If one strikes a pregnant woman or gives her poison in order to procure an abortion, if the fetus is already formed or quickened, especially if it is quickened, he commits homicide.

The fetal right to life post-quickening was recognized by the 18th century British legal scholar William Blackstone as a legally protected right "inherent by nature in every individual". Blackstone wrote that life became a legally protected right "as soon as an infant is able to stir in the mother's womb". Blackstone explained the subject of quickening in the eighteenth century, relative to feticide and abortion:

Life... begins in contemplation of law as soon as an infant is able to stir in the mother's womb. For if a woman is quick with child, and by a potion, or otherwise, killeth it in her womb; or if any one beat her, whereby the child dieth in her body, and she is delivered of a dead child; this, though not murder, was by the ancient law homicide or manslaughter. But at present it is not looked upon in quite so atrocious a light, though it remains a very heinous misdemeanor.

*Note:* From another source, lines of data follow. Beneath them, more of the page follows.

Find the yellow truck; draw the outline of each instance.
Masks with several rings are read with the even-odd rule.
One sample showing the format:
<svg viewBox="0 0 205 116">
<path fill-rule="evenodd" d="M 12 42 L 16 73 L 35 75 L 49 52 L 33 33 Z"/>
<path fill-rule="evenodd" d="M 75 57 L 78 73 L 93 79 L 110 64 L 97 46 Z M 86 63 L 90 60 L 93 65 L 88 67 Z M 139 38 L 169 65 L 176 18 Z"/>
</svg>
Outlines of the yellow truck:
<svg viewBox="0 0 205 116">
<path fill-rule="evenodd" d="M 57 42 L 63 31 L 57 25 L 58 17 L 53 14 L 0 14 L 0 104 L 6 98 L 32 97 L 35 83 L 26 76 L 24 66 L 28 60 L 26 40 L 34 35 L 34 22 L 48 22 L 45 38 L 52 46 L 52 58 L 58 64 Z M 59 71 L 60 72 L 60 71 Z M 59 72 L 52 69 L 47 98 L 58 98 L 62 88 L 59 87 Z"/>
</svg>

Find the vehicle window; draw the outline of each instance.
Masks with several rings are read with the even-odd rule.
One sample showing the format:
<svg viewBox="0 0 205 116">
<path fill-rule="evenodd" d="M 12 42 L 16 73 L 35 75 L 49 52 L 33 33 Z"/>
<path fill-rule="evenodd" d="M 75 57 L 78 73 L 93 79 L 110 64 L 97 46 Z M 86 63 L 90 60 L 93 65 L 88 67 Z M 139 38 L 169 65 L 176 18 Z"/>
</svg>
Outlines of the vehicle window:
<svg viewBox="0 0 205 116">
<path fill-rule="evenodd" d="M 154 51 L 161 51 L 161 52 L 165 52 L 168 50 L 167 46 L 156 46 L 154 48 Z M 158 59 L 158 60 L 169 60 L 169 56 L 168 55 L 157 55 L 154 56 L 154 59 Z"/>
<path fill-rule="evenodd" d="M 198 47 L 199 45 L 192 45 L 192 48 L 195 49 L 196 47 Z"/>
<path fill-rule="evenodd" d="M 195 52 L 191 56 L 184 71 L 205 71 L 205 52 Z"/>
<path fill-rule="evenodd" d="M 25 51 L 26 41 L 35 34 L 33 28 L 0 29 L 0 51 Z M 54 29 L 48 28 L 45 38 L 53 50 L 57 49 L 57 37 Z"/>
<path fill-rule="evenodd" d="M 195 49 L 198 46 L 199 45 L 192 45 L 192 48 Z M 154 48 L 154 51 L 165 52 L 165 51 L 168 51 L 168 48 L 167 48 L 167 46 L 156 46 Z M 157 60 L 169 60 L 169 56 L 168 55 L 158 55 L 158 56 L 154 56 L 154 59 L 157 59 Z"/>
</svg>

Blackstone's Commentaries and other widely consulted common law authorities drew a dividing line at quickening analogous to the viability line the Supreme Court attempted to draw in Roe v. Wade.

In England in the seventeenth through nineteenth centuries, a woman convicted of a capital crime could claim a delay in her execution if she were pregnant; a woman who did so was said to "plead the belly". The law held that no women could be granted a second reprieve from the original sentence on the ground of subsequent pregnancy, even if the fetus had quickened. In Ireland on 16 March 1831 Baron Pennefather in Limerick stated that pregnancy was not alone sufficient for a delay but there had to be quickening.